Ей-богу, это была сплошная потеха: первоклассные писатели голливудских студий, сценаристы десятков и сотен самых что ни на есть дрянных фильмов на свете собирались вместе и наслаждались тем, что разыгрывали из себя великих страдальцев.
Но все обстояло иначе с этим парнем из Питтсбурга.

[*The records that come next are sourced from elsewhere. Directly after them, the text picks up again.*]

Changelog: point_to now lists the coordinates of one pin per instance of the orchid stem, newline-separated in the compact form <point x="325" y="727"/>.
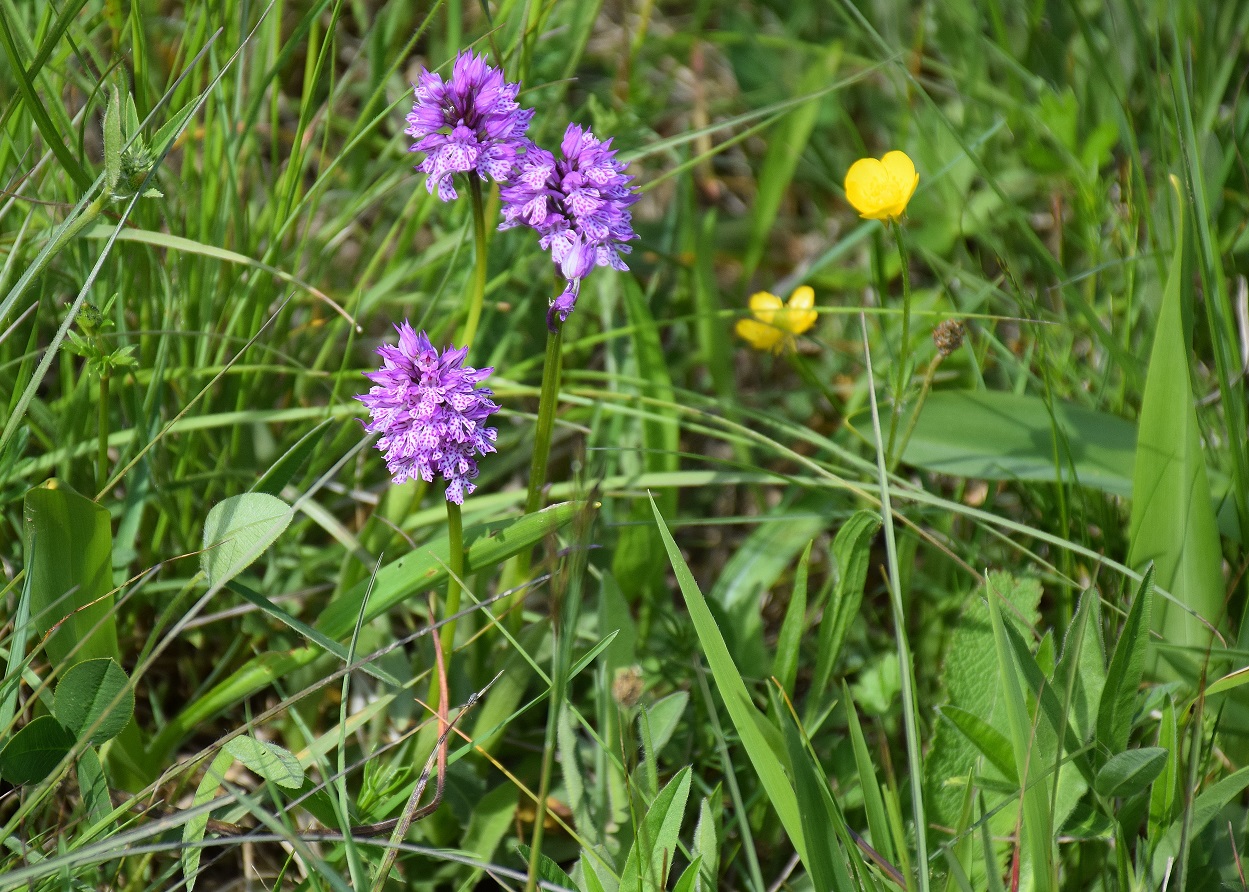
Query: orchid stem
<point x="547" y="405"/>
<point x="477" y="295"/>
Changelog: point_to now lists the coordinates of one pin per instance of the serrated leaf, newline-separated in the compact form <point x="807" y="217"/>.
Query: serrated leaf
<point x="969" y="678"/>
<point x="237" y="531"/>
<point x="656" y="841"/>
<point x="688" y="880"/>
<point x="267" y="760"/>
<point x="1129" y="772"/>
<point x="95" y="698"/>
<point x="663" y="716"/>
<point x="35" y="751"/>
<point x="548" y="871"/>
<point x="93" y="785"/>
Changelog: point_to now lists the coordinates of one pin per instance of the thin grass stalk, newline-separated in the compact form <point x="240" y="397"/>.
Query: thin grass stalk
<point x="909" y="708"/>
<point x="101" y="456"/>
<point x="903" y="379"/>
<point x="477" y="291"/>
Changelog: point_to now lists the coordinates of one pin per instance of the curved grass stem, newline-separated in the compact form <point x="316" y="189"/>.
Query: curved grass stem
<point x="906" y="664"/>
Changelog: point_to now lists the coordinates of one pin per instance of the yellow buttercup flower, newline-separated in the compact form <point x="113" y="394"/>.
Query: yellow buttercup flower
<point x="881" y="189"/>
<point x="775" y="324"/>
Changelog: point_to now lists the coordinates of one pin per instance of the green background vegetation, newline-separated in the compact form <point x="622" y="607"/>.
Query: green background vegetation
<point x="738" y="604"/>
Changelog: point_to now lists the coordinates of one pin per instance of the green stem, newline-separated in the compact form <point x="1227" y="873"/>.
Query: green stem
<point x="456" y="545"/>
<point x="904" y="354"/>
<point x="547" y="404"/>
<point x="477" y="295"/>
<point x="101" y="456"/>
<point x="909" y="707"/>
<point x="926" y="385"/>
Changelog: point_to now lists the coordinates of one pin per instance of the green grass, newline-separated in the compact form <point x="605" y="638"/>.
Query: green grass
<point x="715" y="660"/>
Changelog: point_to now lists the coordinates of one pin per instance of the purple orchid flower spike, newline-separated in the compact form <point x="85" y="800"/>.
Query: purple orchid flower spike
<point x="467" y="124"/>
<point x="578" y="205"/>
<point x="431" y="412"/>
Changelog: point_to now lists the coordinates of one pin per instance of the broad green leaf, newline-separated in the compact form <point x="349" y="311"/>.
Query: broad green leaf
<point x="784" y="664"/>
<point x="1118" y="701"/>
<point x="548" y="871"/>
<point x="1129" y="772"/>
<point x="95" y="698"/>
<point x="655" y="843"/>
<point x="195" y="826"/>
<point x="852" y="552"/>
<point x="267" y="760"/>
<point x="1173" y="522"/>
<point x="993" y="435"/>
<point x="992" y="743"/>
<point x="69" y="545"/>
<point x="93" y="785"/>
<point x="737" y="700"/>
<point x="824" y="860"/>
<point x="35" y="751"/>
<point x="237" y="531"/>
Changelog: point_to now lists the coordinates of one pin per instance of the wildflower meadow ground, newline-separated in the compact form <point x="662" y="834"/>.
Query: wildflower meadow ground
<point x="623" y="446"/>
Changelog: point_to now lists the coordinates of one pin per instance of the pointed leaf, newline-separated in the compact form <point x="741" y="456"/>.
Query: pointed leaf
<point x="1173" y="522"/>
<point x="1123" y="677"/>
<point x="1127" y="773"/>
<point x="237" y="531"/>
<point x="35" y="751"/>
<point x="267" y="760"/>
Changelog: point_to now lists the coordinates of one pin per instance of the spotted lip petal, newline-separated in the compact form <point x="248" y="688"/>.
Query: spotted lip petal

Он был счастлив, что зарабатывает большие деньги, строча какую-нибудь ерунду, угодную продюсерам, ему было все равно, о чем строчить — об умных и просвещенных жителях Нью-Йорка или же о темных провинциалах Небраски, ему это было совершенно безразлично, и он гордился, что первая работа на студии досталась ему благодаря пяти рассказам, которых его наниматель и не читал никогда. Где-то, однако, ему довелось встретить на своем пути Томаса Вулфа. Они подружились. И теперь все, о чем хотел разговаривать Фрэнсис, был Томас Вулф и его книги, особенно же — «Взгляни на дом свой, ангел!». Так вот, жил на свете писатель — этот Том Вулф, этот колоссальный человек, этот настоящий великан среди людей, который, бывало, писал три дня и три ночи без всякого перерыва, в каком-то свирепом, неистовом вдохновении. Жил на свете настоящий писатель, не такой, как эти дутые голливудские сливки, не жулик и не плакса какой-нибудь, проливающий слезы по пути в банк — с очередным трехтысячедолларовым чеком в кармане да еще и под руку с пышной девицей, спасающей его от смертельного одиночества.